# Killington Corn Harvest 5-10



## powhunter (May 10, 2011)

Jonnypoach and myself headed up to the K today for a quick hit..Nice sunny day and soft corn bumps everywhere on SS

OL was connect the dots so we opted for a Sure thing with Superstar






Superstar from a distance 






SS Headwall






JP destroying it






JP Taking a Break






Failed 180





All in all a great day..Did the headwall, and the mid section twice...A great day to end the season!!

Steveo


----------



## deadheadskier (May 10, 2011)

Nice!!

How long did it take you to hike up?


----------



## powhunter (May 10, 2011)

45 minutes im guessing..with a few breaks on the way..

steveo


----------



## bvibert (May 10, 2011)

Nice work!


----------



## TheBEast (May 10, 2011)

No one gave you a hassle about hiking?


----------



## powhunter (May 11, 2011)

There was about 5 cars parked in that mini lot by the SS deck...bunch of people hiking..dogs running around...beer drinking...Saw one k employee in a pickup and  he waved...Dont think late season hiking is an issue with them.

Steveo


----------



## powbmps (May 11, 2011)

That's awesome!  Did you hike right up under the lift?


----------



## 2knees (May 11, 2011)

Nice work steve-o.  

i gotta say it though, they could easily still be open with that coverage on superstar.


----------



## Greg (May 11, 2011)

Sick.
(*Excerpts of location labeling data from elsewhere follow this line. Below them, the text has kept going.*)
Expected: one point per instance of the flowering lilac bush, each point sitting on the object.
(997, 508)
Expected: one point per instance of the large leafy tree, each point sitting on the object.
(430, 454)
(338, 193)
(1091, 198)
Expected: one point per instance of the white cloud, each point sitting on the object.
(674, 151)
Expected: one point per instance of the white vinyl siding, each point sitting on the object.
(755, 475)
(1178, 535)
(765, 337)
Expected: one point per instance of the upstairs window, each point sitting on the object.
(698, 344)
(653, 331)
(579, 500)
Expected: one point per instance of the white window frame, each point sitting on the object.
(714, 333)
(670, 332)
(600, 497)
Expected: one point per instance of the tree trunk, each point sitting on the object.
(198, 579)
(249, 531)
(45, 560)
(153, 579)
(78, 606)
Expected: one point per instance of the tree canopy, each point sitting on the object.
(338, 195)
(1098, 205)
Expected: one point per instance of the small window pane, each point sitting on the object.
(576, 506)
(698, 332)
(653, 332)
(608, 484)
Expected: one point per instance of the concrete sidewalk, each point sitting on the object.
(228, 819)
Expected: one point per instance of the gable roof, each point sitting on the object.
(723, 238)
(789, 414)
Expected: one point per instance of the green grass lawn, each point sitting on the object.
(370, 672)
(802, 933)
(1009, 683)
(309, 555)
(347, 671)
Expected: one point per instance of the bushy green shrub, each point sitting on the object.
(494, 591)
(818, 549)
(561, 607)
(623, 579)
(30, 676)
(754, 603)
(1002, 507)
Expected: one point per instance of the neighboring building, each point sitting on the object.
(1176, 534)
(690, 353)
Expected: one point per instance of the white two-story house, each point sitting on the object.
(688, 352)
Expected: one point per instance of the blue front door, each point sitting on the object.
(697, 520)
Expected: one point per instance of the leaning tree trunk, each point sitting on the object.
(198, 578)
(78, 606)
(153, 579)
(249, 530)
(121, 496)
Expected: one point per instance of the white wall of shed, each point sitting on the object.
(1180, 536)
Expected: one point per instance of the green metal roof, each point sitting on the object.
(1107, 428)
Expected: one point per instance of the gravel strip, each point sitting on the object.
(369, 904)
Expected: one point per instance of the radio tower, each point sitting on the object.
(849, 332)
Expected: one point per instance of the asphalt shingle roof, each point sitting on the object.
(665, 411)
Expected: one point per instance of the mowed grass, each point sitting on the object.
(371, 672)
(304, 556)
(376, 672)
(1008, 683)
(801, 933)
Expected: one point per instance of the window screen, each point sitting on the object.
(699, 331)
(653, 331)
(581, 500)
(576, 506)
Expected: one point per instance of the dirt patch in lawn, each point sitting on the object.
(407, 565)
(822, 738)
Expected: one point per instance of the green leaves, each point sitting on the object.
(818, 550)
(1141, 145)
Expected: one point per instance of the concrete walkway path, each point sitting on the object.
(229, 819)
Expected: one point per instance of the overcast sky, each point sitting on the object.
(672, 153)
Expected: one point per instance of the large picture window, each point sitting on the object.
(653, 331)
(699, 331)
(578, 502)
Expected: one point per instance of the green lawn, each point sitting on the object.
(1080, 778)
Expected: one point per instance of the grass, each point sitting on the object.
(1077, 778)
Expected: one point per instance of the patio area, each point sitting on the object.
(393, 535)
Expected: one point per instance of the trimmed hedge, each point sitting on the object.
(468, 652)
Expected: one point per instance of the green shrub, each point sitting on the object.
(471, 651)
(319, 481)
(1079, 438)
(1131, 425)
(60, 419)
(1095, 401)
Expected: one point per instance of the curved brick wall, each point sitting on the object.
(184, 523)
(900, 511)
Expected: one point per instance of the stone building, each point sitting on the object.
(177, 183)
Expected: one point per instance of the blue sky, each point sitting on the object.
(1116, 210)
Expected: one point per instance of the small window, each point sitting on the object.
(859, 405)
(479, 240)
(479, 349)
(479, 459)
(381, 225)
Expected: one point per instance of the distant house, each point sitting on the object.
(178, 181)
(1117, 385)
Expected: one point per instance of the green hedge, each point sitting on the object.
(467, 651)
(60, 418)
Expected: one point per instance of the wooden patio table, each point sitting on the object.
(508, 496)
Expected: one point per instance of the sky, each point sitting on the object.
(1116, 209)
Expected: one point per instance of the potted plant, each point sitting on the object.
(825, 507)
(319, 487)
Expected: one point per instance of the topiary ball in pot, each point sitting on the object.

What a shame they closed...


----------



## Grassi21 (May 11, 2011)

powhunter said:


> 45 minutes im guessing..with a few breaks on the way..
> 
> steveo



So that is what its called these days, "breaks."


----------



## reefer (May 11, 2011)

Very cool!


----------



## powhunter (May 11, 2011)

Grassi21 said:


> So that is what its called these days, "breaks."



Ha Ha There was some "people" having a safety meeting in the unlocked lift shack at the top of SS as well...

steveo


----------



## sLoPeS (May 11, 2011)

yesterday was sick...and Day 140!


----------



## Black Phantom (May 11, 2011)

TheBEast said:


> No one gave you a hassle about hiking?



Why would they get hassled?


----------



## EOS (May 11, 2011)

Thanks for posting the pictures and report!!


----------



## Cornhead (May 11, 2011)

> yesterday was sick...and Day 140!


Wow that's impressive, do you live on the hill?  You must ski almost every day!  Way to get after it.


----------



## skiadikt (May 11, 2011)

TheBEast said:


> No one gave you a hassle about hiking?



they don't seem to mind late season hiking. in fact thought they lightened up a bit this year. on saturday of closing weekend we hiked over to canyon and ran into a ski patroller. he didn't even blink. also at the top of supe there was an unroped area next to gateway so you could go to bear without ducking a rope. they don't like it early season though.


----------